「FPの頃」 1.面接

 私がFPに入社したのは「大学新卒採用募集」への応募がきっかけでした。確か朝日新聞の募集広告で見つけて履歴書を郵送したのではなかったかと思います。当時は「出版社は朝日新聞に求人広告を出す」という暗黙のルール(?)があり、出版社に就職を望む人間はみんな朝日新聞を取っていました。FPの規模で朝日新聞で求人する必要があったのかは疑問ですが「大手のように振る舞いたい」という願望がサイタニ氏にはあったのでしょう。それは以降もことあるごとに見え隠れしていましたが、その一つが新卒採用だったのではないかと思います。結果5〜6名の新卒者を採用するわけですが、それは当時30名程度のスタッフしかいなかったFPにとっては多すぎました。ですが私がその中に潜り込めたのはその見栄っ張りな採用活動のおかげです。最後の一人とか補欠とかで滑り込めたんだろうと思います。
 私は漫画好きの大学生として「ぱふ」や「CB」を読んでいましたので、その編集部に入って仕事をするということには憧れを持っていました。面接で会社を訪れた際にも「わあ、ここかあ…」と興奮したことを覚えています。事務所の外の共用階段にまで積み上げられた資料とか本とかを見ても「これが出版社というものなのだな」と感心しました。大間違いです。

 面接ではいろいろ尋ねられましたが覚えている質問に「CBって何部くらい売れてると思う?」というものがありました。何の根拠も持っていなかったのですが、適当な推論とともに「○万部くらいでしょうか」と答えました。入社して後に、その数が実際の3〜4倍は多い数字であることを知りました。無知のなせる技ですね。
 面接の後だったか記憶があやふやなのですが応募者が広い貸し会議室に集められました。そこで数名でディスカッションをするというのが2次面接代わりで、与えられた題材は当時の社会問題でもあった「オレンジの輸入自由化について」でした。
(漫画情報誌の入社試験で農産物の自由化問題?)
 と思ったことを記憶していますが、私は「オレンジの自由化には賛成」という立場を取って話しました。サイタニ氏は自身の持論が反対の立場の様子でしたが「米のような基幹的な作物については慎重であるべきだが、オレンジの自由化は国民生活に利するので賛成する。みかん農家の壊滅をもたらすことにはならない」と言い返したことをおぼろげながら記憶しています。
 そういう議論(?)を採用希望者それぞれと行ったためにずいぶんと時間がかかり、終わったのは21時頃だったような気がします。受かったかどうかの感触は全くありませんでした。採用は確か数日後に電話で…だったのではないかと思います。
(変な会社だなあ)
 とは思いましたが、当時の自分にとって漫画に携わるためにはここで食らいつかなければなりません。伺わせていただくことにしました。

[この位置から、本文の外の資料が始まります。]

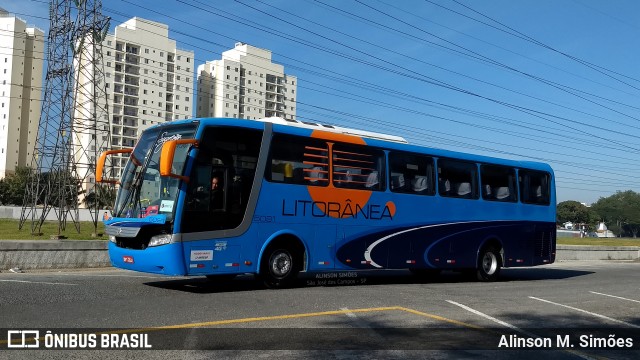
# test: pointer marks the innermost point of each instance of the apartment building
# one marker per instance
(21, 62)
(149, 80)
(245, 84)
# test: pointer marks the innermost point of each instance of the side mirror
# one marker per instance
(100, 165)
(167, 154)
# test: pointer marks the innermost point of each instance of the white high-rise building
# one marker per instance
(245, 84)
(148, 81)
(21, 62)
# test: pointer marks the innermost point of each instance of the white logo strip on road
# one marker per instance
(617, 297)
(588, 312)
(37, 282)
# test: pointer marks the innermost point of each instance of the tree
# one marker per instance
(621, 212)
(575, 212)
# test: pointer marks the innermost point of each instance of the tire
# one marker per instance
(280, 267)
(489, 264)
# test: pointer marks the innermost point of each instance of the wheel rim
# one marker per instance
(280, 264)
(489, 263)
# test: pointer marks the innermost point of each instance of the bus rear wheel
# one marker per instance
(489, 264)
(279, 268)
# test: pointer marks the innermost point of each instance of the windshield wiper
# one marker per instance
(136, 184)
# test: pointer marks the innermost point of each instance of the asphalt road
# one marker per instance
(339, 315)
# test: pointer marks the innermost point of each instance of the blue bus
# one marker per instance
(297, 196)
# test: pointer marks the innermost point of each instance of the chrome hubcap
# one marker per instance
(280, 264)
(489, 263)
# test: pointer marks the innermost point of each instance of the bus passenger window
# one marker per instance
(411, 173)
(499, 183)
(357, 167)
(298, 160)
(534, 187)
(458, 179)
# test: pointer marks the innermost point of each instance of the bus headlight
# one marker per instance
(160, 240)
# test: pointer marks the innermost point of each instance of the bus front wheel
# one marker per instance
(279, 268)
(489, 264)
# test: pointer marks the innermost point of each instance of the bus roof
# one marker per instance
(379, 140)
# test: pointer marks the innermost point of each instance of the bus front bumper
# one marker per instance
(164, 259)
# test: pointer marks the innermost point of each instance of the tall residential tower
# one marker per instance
(149, 80)
(21, 62)
(245, 84)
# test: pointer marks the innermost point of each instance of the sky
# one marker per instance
(542, 80)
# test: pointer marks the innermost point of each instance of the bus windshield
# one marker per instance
(143, 191)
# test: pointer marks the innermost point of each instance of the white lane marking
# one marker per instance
(493, 319)
(617, 297)
(524, 332)
(587, 312)
(132, 276)
(37, 282)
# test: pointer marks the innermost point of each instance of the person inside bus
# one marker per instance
(214, 193)
(217, 196)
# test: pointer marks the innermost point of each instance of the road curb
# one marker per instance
(53, 254)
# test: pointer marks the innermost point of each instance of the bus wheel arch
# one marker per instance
(490, 260)
(283, 257)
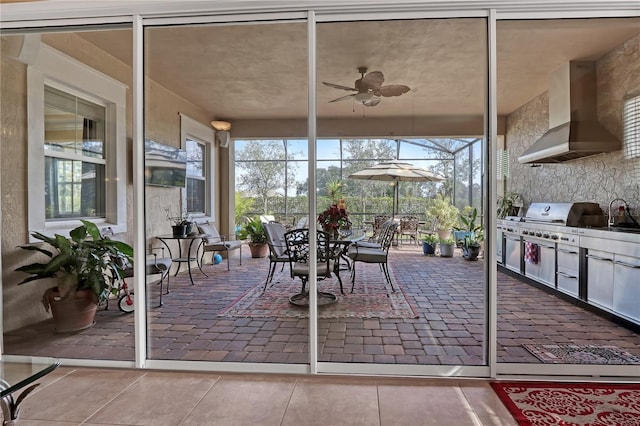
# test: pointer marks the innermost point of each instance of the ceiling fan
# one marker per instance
(369, 88)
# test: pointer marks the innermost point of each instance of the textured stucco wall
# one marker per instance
(599, 178)
(21, 303)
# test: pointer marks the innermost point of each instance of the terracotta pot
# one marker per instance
(444, 234)
(446, 250)
(259, 249)
(72, 315)
(428, 248)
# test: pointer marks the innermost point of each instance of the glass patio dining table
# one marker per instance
(339, 246)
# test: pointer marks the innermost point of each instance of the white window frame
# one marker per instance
(53, 68)
(194, 130)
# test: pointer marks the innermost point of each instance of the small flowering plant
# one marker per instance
(333, 218)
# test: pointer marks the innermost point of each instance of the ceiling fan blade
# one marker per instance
(373, 80)
(372, 102)
(343, 98)
(338, 86)
(391, 90)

 以上は自分の草稿というかメモです。お読みいただいてもほとんどの方には何のことを言っているかわからないかと思います、申し訳ありません。FPとは「ふゅーじょんぷろだくと」のことで、時期は1990年頃の話です。続きを上げるかは考え中ですので、ご意見等いただけましたらありがたいです。よろしくお願いします。あ、基本的にゴシップや暴露ではありません。何もできない自分の日々の話です。